Os ficcionistas do Rio Grande do Sul cada vez mais se debruçam sobre os fatos da história para reconstituir o caráter do processo de formação do seu povo. Tabajara Ruas retorna a esta vertente tão forte na literatura produzida no extremo sul com Netto perde sua alma, romance recém-lançado que alcançou duas edições em poucos meses.

Também nisto o livro se insere num fenômeno dos mais animadores no âmbito da literatura brasileira e do seu mercado editorial: a criação de focos regionais de grande densidade literária, com mercado próprio e seguro. Os gaúchos não precisam do aval dos grandes meios de comunicação do eixo Rio-São Paulo para esgotar edições e assegurar o prestígio dos seus autores. Eles têm público cativo, interessado em rever os fundamentos da sua própria cultura.

Guardadas as proporções do seu significado histórico-cultural, pode-se dizer que na literatura do Sul ocorre fenômeno parecido com o da música de massa produzida na Bahia. As proporções devem ser guardadas por que no caso da música baiana de consumo não há qualquer preocupação em refletir sobre a condição do seu povo. É verdade que a questão negra serve de fundo ao boom das bandas baianas. Mas, apenas, serve de fundo falso. As cintilações carnavalescas das vênus platinadas da vida, ou melhor, os valores e a estética das redes globais falam mais alto, com seu forte apelo comercial.

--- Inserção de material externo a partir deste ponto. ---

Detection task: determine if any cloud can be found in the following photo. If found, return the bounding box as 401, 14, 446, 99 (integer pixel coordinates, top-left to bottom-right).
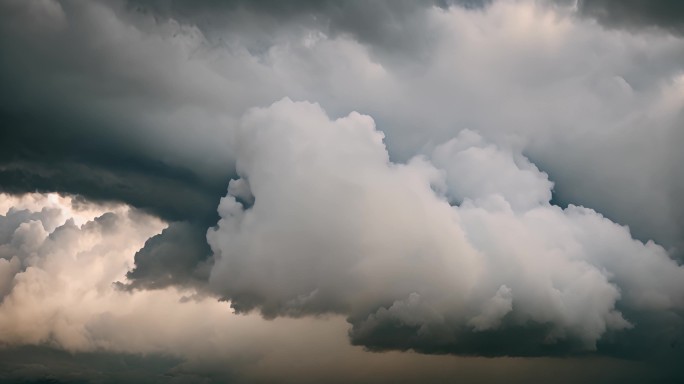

As bandas de fácil consumo pongam numa vertente que tanto Caetano quanto, naturalmente, Gil iniciaram: a da valorização do negro e do questionamento do seu lugar numa sociedade formada por setenta por cento de negros, como ocorre na capital baiana. A vertente é a mesma mas, enquanto a revolução empreendida neste aspecto pelos dois poetas da nosso música tinha objetivos definidos, a música industrial baiana pega um pano de fundo falso para construir o cenário do seu faturamento.

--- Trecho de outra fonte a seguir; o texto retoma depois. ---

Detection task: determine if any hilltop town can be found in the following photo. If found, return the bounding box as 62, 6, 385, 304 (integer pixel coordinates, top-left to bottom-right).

Diferente do que ocorre com a criação ficcional dos gaúchos, a música baiana dela se aproxima no que diz respeito à criação de um mercado independente. Temos, sem dúvida, um mercado próprio e autônomo para a música de massa, embora os compositores que investem na qualidade e no rigor pouco se beneficiem deste boom baiano.

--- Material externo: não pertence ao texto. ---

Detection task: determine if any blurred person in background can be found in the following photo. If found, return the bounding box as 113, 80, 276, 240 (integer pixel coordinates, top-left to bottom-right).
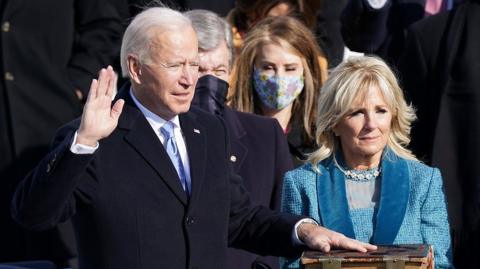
0, 0, 123, 266
229, 16, 327, 166
227, 0, 320, 58
185, 10, 293, 269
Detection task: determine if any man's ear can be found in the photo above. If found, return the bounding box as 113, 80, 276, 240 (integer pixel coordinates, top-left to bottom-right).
127, 54, 142, 84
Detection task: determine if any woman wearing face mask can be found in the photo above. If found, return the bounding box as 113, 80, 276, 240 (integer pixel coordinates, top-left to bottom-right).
229, 16, 327, 166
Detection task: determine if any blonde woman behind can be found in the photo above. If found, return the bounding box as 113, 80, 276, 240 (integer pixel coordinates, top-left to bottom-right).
282, 57, 452, 268
229, 16, 327, 166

Ainda mantendo o paralelo, observe-se que a vertente construída pelos escritores do Rio Grande do Sul valoriza toda a sua literatura, porque não se construiu um clichê, um kit (ou um kitchen) destinado ao consumo, mas foi encontrado um sentido local para o fenômeno literário.

O livro de Tabajara Ruas reúne dois momentos diversos da história: a Guerra dos Farrapos, a República do Rio Grande, presidida por Bento Gonçalves, com seus aliados separatistas e a Guerra da Tríplice Aliança, como dizem os gringos (ou a Guerra do Paraguai, como dizemos os mestiços).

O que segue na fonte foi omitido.